Combined with the stigma of reporting mental health problems, the cursory self-reporting upon return to the United States—undertaken right when soldiers return home and face the prospect of being held on stateside bases for extra time for evaluation before returning to their families—the Veterans Administration has been struggling with underfunding to create something of an epidemic that’s running beneath the radar of public knowledge. The lack of VA staff and facilities, the shame returning vets often feel and the lack of a central record-keeping base are multiplying the problem, one that will haunt America long after the Iraq invasion is over.
Testimony to the long-reaching affects of PTSD are evidenced by the unanticipated uptick in Vietnam vets reporting to the VA that images and news about the current conflict are triggering new cases of the disorder in previously undiagnosed vets from the previous war. And while the traditional military services at least have nascent programs to help their members and their families cope with the aftereffects of serving in a war zone, the National Guard does not—and National Guard members in this war already suffer from being less well-trained and less supported even as they bear a larger brunt of frontline experience than in any other American conflict in history.
One of the most thought-provoking sections of the book considers how the speed of modern transport from battlefield to home has put extra pressure on those returning to adjust more quickly to the jolting transition to domestic life than ever before in history.
Plodding along by horse or train or ship meant that, instead of being thrown back into society without a chance to decompress and process their wartime experiences, soldiers could spend time dealing with what they had experienced in a safe and quarantined environment.
But the development of air travel has short-circuited this important element of the healing process .... This has had a negative effect on the combat soldier, as they no longer have the necessary time to transition from life on the battlefield to life at home.
Moving a Nation to Care is a serious, reverent look at a difficult and nationally ignored problem. As lawmakers and VA staff struggle to deal with the life and death traumas of war on sufferers and family alike, it would be easy for citizens to feel powerless in a situation over which they perceive themselves as having little control. Meagher has spotted this possible paralysis and offered a wealth of contact information for organizations formed to help citizen activists find ways they can contribute to solving the problem. And despite the starkly depressing nature of the subject and the formidable challenge it presents, she has also offered up signs of hope (as in the blockquote that opens this review) and in the following instance:
If there is one slim silver lining, however, it is that the struggles of Vietnam veterans are informing the way we deal with our current veterans. By sharing their hard-wrought experience, Vietnam veterans are helping to validate and confirm the feelings felt by today’s returning troops.
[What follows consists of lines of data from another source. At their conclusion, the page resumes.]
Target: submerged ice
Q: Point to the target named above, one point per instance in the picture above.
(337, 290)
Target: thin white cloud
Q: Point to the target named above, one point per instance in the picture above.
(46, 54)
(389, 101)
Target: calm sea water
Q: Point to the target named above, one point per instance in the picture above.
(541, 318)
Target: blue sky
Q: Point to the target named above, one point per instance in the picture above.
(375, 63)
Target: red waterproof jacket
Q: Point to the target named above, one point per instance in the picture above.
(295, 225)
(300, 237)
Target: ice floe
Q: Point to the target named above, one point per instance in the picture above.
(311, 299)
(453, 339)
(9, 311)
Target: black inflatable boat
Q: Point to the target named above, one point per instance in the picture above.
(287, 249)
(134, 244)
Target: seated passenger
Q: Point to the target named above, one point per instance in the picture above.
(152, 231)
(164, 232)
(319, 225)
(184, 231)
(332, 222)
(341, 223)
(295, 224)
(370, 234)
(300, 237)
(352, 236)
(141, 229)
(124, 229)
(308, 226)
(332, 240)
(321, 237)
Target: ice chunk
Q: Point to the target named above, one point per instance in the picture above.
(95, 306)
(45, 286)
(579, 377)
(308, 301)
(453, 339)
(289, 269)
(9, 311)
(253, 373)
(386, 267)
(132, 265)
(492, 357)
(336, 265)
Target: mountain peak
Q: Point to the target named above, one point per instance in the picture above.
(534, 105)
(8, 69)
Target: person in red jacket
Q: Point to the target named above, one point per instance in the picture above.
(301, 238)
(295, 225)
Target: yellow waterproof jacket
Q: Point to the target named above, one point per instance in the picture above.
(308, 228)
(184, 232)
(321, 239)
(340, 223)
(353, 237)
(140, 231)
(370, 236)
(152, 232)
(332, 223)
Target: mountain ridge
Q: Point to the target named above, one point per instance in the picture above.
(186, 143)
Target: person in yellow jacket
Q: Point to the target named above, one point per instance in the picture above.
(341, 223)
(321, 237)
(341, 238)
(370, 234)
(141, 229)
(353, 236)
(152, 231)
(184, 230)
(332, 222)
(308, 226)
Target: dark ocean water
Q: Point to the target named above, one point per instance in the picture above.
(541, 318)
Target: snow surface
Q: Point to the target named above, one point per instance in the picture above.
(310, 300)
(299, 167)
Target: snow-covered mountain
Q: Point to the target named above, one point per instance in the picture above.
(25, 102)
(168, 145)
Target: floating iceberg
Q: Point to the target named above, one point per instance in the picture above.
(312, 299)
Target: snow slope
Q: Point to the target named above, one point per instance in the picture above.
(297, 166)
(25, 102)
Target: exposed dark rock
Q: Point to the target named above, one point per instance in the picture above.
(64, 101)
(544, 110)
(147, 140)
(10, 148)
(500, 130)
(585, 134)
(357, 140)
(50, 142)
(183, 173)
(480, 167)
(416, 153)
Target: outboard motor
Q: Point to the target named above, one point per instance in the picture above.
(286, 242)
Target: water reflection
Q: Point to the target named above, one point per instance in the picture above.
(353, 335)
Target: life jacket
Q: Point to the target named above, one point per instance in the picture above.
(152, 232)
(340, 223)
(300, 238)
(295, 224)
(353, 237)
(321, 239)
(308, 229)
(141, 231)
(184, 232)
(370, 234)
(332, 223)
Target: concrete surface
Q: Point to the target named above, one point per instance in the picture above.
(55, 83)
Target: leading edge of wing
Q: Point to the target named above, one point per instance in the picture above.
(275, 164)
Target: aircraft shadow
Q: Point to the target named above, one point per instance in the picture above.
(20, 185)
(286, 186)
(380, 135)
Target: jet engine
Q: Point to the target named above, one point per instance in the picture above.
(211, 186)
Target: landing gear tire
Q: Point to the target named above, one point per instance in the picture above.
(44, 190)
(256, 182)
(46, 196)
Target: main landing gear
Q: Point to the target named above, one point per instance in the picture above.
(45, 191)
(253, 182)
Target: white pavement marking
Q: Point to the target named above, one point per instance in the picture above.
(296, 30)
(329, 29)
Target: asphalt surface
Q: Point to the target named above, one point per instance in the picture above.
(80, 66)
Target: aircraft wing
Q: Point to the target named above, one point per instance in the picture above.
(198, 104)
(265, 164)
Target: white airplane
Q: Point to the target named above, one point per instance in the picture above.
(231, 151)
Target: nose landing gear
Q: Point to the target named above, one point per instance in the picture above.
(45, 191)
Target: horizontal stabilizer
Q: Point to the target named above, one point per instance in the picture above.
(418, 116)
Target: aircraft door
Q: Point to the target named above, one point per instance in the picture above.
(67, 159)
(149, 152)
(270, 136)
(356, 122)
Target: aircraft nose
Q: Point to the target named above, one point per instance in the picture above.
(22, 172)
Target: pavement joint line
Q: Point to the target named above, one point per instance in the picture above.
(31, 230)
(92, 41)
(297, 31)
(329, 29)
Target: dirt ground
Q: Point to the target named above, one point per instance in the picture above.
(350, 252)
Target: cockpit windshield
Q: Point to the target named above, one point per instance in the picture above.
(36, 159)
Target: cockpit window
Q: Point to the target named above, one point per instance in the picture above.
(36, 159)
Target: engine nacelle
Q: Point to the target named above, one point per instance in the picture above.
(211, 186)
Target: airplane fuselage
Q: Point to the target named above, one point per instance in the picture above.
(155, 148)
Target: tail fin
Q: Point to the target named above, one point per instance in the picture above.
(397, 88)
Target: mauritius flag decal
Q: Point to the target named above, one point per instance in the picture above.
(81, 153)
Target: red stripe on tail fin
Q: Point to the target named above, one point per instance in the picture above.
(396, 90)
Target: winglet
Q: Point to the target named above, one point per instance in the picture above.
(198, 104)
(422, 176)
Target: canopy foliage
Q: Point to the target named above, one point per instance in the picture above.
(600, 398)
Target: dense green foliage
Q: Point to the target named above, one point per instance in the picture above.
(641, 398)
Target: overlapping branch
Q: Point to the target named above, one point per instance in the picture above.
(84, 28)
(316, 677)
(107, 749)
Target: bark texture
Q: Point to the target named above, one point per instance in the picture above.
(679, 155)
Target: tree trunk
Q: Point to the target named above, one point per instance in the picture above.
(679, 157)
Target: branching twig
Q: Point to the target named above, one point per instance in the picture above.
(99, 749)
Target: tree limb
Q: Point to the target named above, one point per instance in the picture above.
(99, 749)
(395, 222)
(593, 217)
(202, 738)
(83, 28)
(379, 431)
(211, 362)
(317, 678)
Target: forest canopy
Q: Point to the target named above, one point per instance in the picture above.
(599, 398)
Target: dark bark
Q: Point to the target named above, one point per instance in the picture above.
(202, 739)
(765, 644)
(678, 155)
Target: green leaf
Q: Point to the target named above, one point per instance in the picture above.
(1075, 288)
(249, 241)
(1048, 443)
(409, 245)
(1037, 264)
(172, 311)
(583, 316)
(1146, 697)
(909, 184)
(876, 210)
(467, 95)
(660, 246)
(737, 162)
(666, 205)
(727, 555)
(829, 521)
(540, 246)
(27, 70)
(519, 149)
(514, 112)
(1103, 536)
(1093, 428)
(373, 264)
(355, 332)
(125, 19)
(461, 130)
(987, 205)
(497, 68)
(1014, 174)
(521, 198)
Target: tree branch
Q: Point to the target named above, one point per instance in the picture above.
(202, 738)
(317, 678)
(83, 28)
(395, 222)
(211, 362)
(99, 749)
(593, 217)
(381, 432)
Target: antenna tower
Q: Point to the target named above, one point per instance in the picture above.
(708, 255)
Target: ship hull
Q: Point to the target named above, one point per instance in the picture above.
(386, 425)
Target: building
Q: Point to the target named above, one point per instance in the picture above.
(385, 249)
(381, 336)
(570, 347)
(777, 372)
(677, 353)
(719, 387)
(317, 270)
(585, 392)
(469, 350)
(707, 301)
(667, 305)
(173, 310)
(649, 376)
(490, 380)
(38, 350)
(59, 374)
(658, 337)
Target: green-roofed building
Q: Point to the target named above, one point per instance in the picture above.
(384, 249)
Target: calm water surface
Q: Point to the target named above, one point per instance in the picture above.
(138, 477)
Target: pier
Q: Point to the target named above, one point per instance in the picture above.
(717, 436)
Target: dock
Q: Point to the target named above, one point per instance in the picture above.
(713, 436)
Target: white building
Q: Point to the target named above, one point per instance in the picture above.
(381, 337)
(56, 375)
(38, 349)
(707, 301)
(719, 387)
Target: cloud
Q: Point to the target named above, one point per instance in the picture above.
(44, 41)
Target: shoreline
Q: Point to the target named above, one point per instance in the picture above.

Battle-scarred warriors reaching across generations to help fellow soldiers while healing themselves as well is a wonderful model for focused activism for all of us. Meagher deserves kudos of the highest order for providing insight into the PTSD experience and listing the tools for citizens to help. As a resource for anyone concerned with veterans or mental health issues in general, Moving a Nation to Care is unequalled in its simplicity and scope.
Meagher is currently on a book tour with her new work. Her schedule can be found at the Ig Publishing website. If we want to support the building of a true progressive infrastructure with a forum for new voices and subjects, I can think of no better place to start that with one of our own premier diarists, an independent publisher, a few book purchases and a visit to the author while on tour.